The master said something like, “Bonnet, no! Stop!” which didn't make much sense to Catherine at the time so she paid it no heed. She opened the door to find a yawning black void.
The room seemed to tilt like the house had decided to spill its contents into that nothingness. Catherine felt her feet beginning to lose their purchase and slip forward. The blackness tugged at her dress and bonnet. She screamed, and the noise came out like a stupid, foolish girl.
With the rustle of wings the master was there, intervening, putting himself bodily between her and the non-existence, shutting the door with a forceful slam, glaring at her over his shoulder, pressing his mouth into a grim line.
“I'm sorry,” she breathed, wiping away tears. When had there been time to cry?

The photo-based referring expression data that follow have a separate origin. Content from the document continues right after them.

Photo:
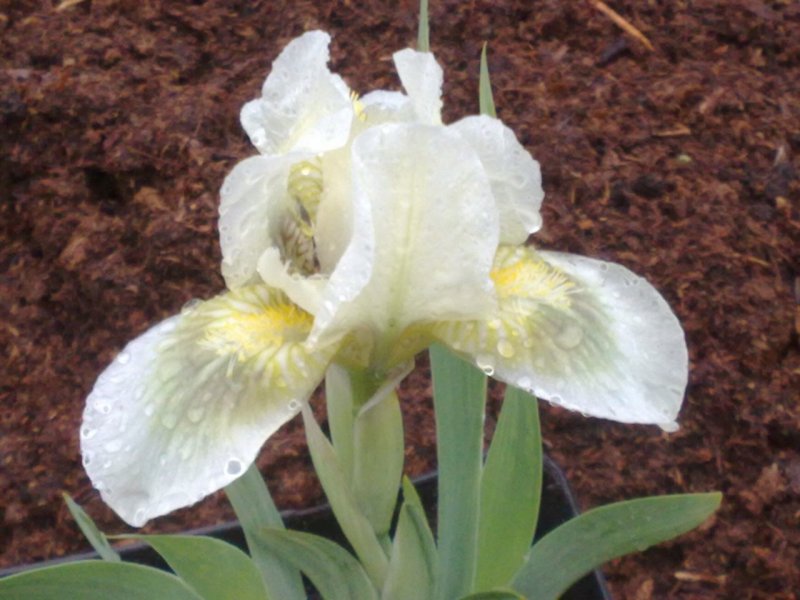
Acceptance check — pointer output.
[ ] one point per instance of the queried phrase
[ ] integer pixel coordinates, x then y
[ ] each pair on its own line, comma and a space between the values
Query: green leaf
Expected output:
485, 99
95, 580
332, 570
575, 548
423, 35
255, 510
214, 569
341, 416
356, 527
459, 397
510, 491
96, 538
498, 594
412, 568
379, 446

He shut his eyes and sighed. “This is a magical house, Granny,” he explained, keeping his voice kind. “It doesn't follow the same rules as the buildings you've been inside all your life. As a safety precaution, you should let Eleanor open the doors for you in this house, at least until you've gotten control of your magic.”
Catherine swallowed and nodded contritely. The wizard hadn't yelled at her, but she was sure she would feel better if he had. A firm scolding would at least explain why she was still shaking like a leaf. That encounter had aged her just as much as her curse. Whatever that infinite blackness was, she had no desire to experience it ever again. “I'm sorry,” she repeated.
She was still ready to burst into sobs so the wizard shepherded her back to her chair as Eleanor heated the kettle and Allen hopped about like a terrier trying to say comforting words.
Soon Catherine was ensconced in her chair with a blanket across her lap and a hot cup of tea in her hand. The urge to cry had faded but she was still trembling. The two men told stories of how their own magic had almost gotten them killed a few times but Catherine was in no mood to find the humor in such talk. At the bottom of her cup, Catherine realized that all she wanted to do was lie down but she was afraid she would fall asleep and never wake up again.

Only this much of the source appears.